HIGHLIGHTS OF THE FINANCE BILL

INCOME TAX

 June 22-28, 96

With retrospective effects an explanation is proposed to be added that where the owner receives rent of the property in which he also resides can not be claimed as self occupied for the purposes of claiming exemption from income from house property.

 Appeal fees at first and second appellate stages are proposed to be reduced.

 The income earned from salary will be offered to tax at gross amount by the employees of the companies as defined in section 2(16) excluding employees of a corporation whose salaries are regulated by the government. On the other hand, the existing restriction of admissibility of expenditure in employers' hand, to the extent of fifty percent on account of excess perquisite is proposed to be removed from the Income Tax Ordinance.

Cash deposit receipts or rupee traveller cheques and payment of cellular phone M; have been brought into the ambit of withholding taxes.

The provisions related to deemed income in respect of private loan or advance remaining unpaid within five years are proposed to be withdrawn from the Income Tax Ordinance.

The tax credit in respect of balancing and modernisution of plant or machinery is being revived.

Initial depreciation on plant and machinery is proposed to be withdrawn effective assessment year 1994-95.

Tax exemptions to industrial undertaking have been curtailed which would now be available, if it is set-up by June 30, 1997.

Protection is being provided to new assesses not to disclose source of investment, who make investment in business under the fixed tax scheme to be announced by the Government subsequently.

Octroi collections, tolls, fee and other levies at the time of auction bids have been brought under presumptive tax regime to be taxed at the rate of five percent.

Rates of additional tax upon certain defaults are proposed to be enhanced from fifteen percent to twenty four percent.

Reduced rate certificate can be obtained by certain manufacturers to the extent of fifty percent upon satisfying the Regional Commissioner of Income Tax that their actual tax liability has already been discharged.

The reduction in corporate tax rates due for the current year 1996-97 has been deferred .

The mandatory stay of demand available to the assessee till the decision of first appeal is proposed to be withdrawn.

Penalties for non-compliance of filing requirement of return of income are proposed to be reduced.

Reduced tax rate on dividend @ seven and half percent is proposed for Privatised Power Projects by WAPDA.

Exemption from tax on tax is proposed to be extended to all non-residents.

Income of expatriates resident in Pakistan which accrues or arises outside Pakistan is proposed to be exempted.

Immunity is extended to income tax assesses from concealment prior to assessment year 1996-97 who are now registering themselves under the Sales Tax Act .

WEALTH TAX

Residential houses owned by the agriculturists have been included in the definition of assets and have become liable to tax.
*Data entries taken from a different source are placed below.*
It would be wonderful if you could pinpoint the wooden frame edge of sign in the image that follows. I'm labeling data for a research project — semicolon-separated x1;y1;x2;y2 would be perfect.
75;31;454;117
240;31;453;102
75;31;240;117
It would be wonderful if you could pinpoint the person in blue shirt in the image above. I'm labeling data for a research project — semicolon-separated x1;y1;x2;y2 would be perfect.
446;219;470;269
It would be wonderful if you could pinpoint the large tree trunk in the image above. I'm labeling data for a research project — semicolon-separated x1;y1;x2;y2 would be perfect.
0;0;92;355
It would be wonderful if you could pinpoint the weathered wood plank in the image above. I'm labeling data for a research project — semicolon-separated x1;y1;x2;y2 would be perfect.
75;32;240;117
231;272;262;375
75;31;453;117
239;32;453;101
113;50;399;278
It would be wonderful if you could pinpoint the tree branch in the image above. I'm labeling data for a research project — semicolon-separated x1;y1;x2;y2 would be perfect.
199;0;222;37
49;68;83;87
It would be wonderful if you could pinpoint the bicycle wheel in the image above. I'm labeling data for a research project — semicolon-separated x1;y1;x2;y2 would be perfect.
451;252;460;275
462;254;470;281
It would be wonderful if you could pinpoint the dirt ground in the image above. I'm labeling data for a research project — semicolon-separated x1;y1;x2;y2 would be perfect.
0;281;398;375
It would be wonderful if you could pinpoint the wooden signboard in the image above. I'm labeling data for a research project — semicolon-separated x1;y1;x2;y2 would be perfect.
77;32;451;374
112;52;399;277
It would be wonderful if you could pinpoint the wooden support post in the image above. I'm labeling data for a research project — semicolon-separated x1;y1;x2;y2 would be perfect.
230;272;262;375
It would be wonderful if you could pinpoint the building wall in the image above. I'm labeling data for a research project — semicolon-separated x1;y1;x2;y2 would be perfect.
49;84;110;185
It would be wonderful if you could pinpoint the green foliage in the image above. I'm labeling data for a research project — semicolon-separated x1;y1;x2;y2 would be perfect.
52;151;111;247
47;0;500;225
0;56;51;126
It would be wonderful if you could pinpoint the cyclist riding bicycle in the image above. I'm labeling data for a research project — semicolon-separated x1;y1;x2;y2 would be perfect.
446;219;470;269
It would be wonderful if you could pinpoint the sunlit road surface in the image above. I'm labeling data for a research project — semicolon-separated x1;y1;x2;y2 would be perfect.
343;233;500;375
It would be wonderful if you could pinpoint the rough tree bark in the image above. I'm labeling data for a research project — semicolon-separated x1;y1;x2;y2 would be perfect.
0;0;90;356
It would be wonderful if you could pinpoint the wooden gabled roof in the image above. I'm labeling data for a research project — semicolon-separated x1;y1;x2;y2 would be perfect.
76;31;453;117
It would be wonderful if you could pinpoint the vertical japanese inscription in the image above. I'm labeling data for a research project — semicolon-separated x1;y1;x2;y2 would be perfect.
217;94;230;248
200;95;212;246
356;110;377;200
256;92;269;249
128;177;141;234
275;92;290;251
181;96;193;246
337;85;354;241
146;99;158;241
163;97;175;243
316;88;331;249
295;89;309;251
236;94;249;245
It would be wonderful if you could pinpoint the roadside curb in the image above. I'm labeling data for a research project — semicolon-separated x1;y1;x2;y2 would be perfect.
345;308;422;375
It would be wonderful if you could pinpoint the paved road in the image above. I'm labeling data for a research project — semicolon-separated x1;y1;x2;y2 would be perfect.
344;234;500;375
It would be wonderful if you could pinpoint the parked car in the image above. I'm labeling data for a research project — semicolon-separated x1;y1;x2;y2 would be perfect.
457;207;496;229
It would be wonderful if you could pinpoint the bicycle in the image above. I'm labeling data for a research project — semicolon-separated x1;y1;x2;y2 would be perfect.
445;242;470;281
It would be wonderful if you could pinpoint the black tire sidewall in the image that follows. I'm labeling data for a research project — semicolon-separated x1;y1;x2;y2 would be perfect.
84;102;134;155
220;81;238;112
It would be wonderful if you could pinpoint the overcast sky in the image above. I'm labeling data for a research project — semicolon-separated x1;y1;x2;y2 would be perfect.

However, exemption is proposed to be extended to one dwelling house only. (see real estate story for details)

Assets jointly held by co - owners are now to be taxed in their individual hands instead of being taxed as an association of persons or body of individuals.

Debts unpaid within Eve years would not be disallowed as in-admissible debt against total wealth of the assesses.

Produce index units for agricultural land are proposed to be increased to four hundred times from the existing two hundred times.

Minimum wealth tax is proposed to be levied in respect of immovable assets owned by an assessee in urban area.

Penalty for deliberately furnishing inaccurate particulars of assets or debts is proposed to be decreased to two and half times from the existing penalty of four times.

SALES TAX

The scope of sales tax has been widened to include more classes of goods.

The general rate of sales tax is proposed to be enhanced from 15% to 18%. On certain goods the prescribed rates even go upto 23%.

A turnover tax is being introduced for manufacturers whose taxable turnover does not exceed rupees one million.

A Settlement Commission for indirect taxes is proposed to be formed on the pattern of Income Tax Settlement Commission.

a Powers of the sales tax officer to confiscate goods and conveyance is being withdrawn

CUSTOMS ACT

Any goods, which are not loaded on the conveyance for export within one month may be sold or removed from the port to customs warehouse.

A Settlement Commission for indirect taxes is being formed on the pattern of income Tax Settlement Commission.

The system of Form 'A' is being done away with and replaced by shopping curds system.

CENTRAL EXCISE

Excise duty is being enhanced on most of the goods and services.

Excise duty is being levied at 40% on international telephone calls and faxes. Further increase in duty at 40% is proposed to be charged on local and domestic calls, the previous rate of duty was 35%.

Duty is being levied on leases and musharika financing at the rate of 1% of the amount of each lease outstanding on the last working day of each month 10% duty is also proposed to be levied on doctors and advocates including income tax practitioners.

A Settlement Commission for indirect taxes is being formed on the pattern of Income Tax Settlement Commission.

CAPITAL VALUE TAX (CVT)

CVT is proposed to be extended to air tickets.

Exemption from payment of CVT on motor vehicle above 1000 CC available to assesses who had paid income tax in the preceding year is proposed to be withdrawn.